Uncovering Cancer Clues in Big Data
Researchers at Xavier University of Louisiana are studying cancer health disparities by using powerful machine learning (ML) and artificial intelligence (AI)techniques to analyze massive amounts of patients’ genetic data stored by the National Institutes of Health (NIH).
Dr. Kun Zhang, a Professor of Computer Science, Xavier Physics and Computer Science Department, who is also on the faculty of the Louisiana Cancer Research Center, published several data-driven articles that identified some genes or genomic aberrations that could contribute to cancer health disparities in prostate cancer. It is the first time that a “deep learning” method has been developed to facilitate cancer health disparities research.
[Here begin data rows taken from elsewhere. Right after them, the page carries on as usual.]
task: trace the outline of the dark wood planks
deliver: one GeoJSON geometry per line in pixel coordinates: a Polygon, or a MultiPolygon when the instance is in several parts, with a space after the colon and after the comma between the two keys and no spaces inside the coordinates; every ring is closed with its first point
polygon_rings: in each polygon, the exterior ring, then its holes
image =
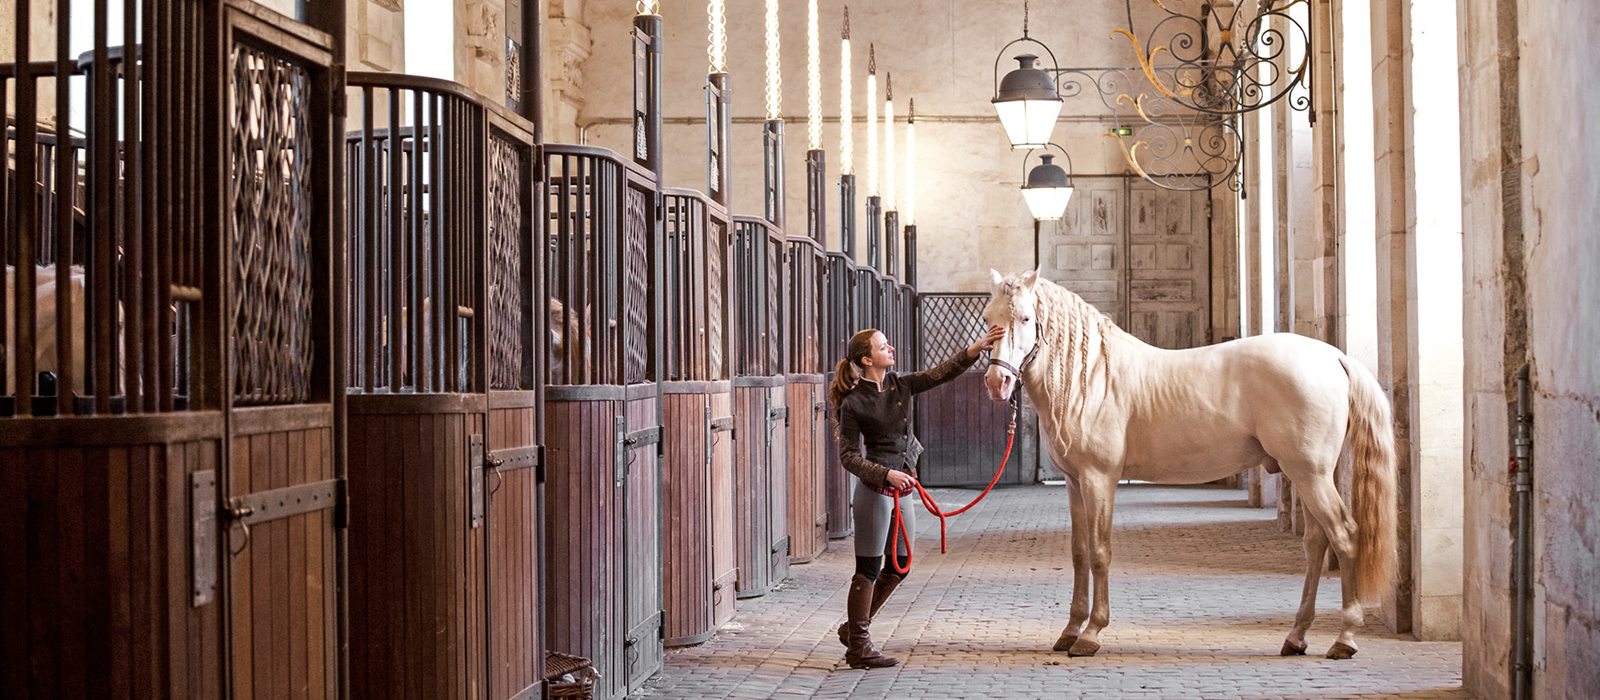
{"type": "Polygon", "coordinates": [[[789,378],[789,536],[790,563],[804,564],[828,548],[827,484],[823,470],[822,413],[815,410],[822,401],[822,378],[794,375],[789,378]]]}
{"type": "Polygon", "coordinates": [[[471,697],[484,669],[469,643],[483,629],[473,605],[483,586],[468,569],[481,536],[468,527],[467,436],[481,434],[482,415],[348,420],[352,697],[471,697]]]}
{"type": "MultiPolygon", "coordinates": [[[[733,420],[733,391],[710,395],[711,419],[733,420]]],[[[734,589],[739,577],[734,529],[733,431],[711,435],[711,625],[721,627],[733,619],[734,589]]]]}
{"type": "MultiPolygon", "coordinates": [[[[539,444],[539,409],[489,412],[492,450],[539,444]]],[[[491,477],[489,489],[489,695],[509,698],[540,681],[539,483],[535,469],[491,477]]]]}
{"type": "MultiPolygon", "coordinates": [[[[788,386],[779,383],[767,389],[768,405],[788,406],[788,386]]],[[[769,417],[767,435],[767,569],[772,585],[789,578],[789,431],[787,418],[769,417]]]]}
{"type": "Polygon", "coordinates": [[[186,515],[217,449],[0,450],[0,696],[221,695],[220,606],[190,604],[186,515]]]}
{"type": "MultiPolygon", "coordinates": [[[[658,428],[656,397],[628,401],[628,432],[658,428]]],[[[624,624],[622,649],[629,692],[661,669],[661,460],[660,445],[630,447],[623,484],[624,624]]]]}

“We are developing novel AI/ML and bioinformatics algorithms to decipher biological mechanisms underlying cancer health disparities using a systems biology approach and multiple information sources. Those algorithms are able to train robust computer models to automatically learn knowledge from complex and diverse biomedical data,” Dr. Zhang explains. “The past decade has witnessed the accumulation of large amounts of data in many NIH-funded repositories. However, dedicated AI/ML methods and tools that integrate all this data to address racial disparities in cancer are still lacking. The results here, all from computational modeling, warrant further investigation.”
The hope is to refine the findings for prostate cancer susceptibility/risk prediction, diagnosis and classification, and patient survival predictions, with a focus on African American males.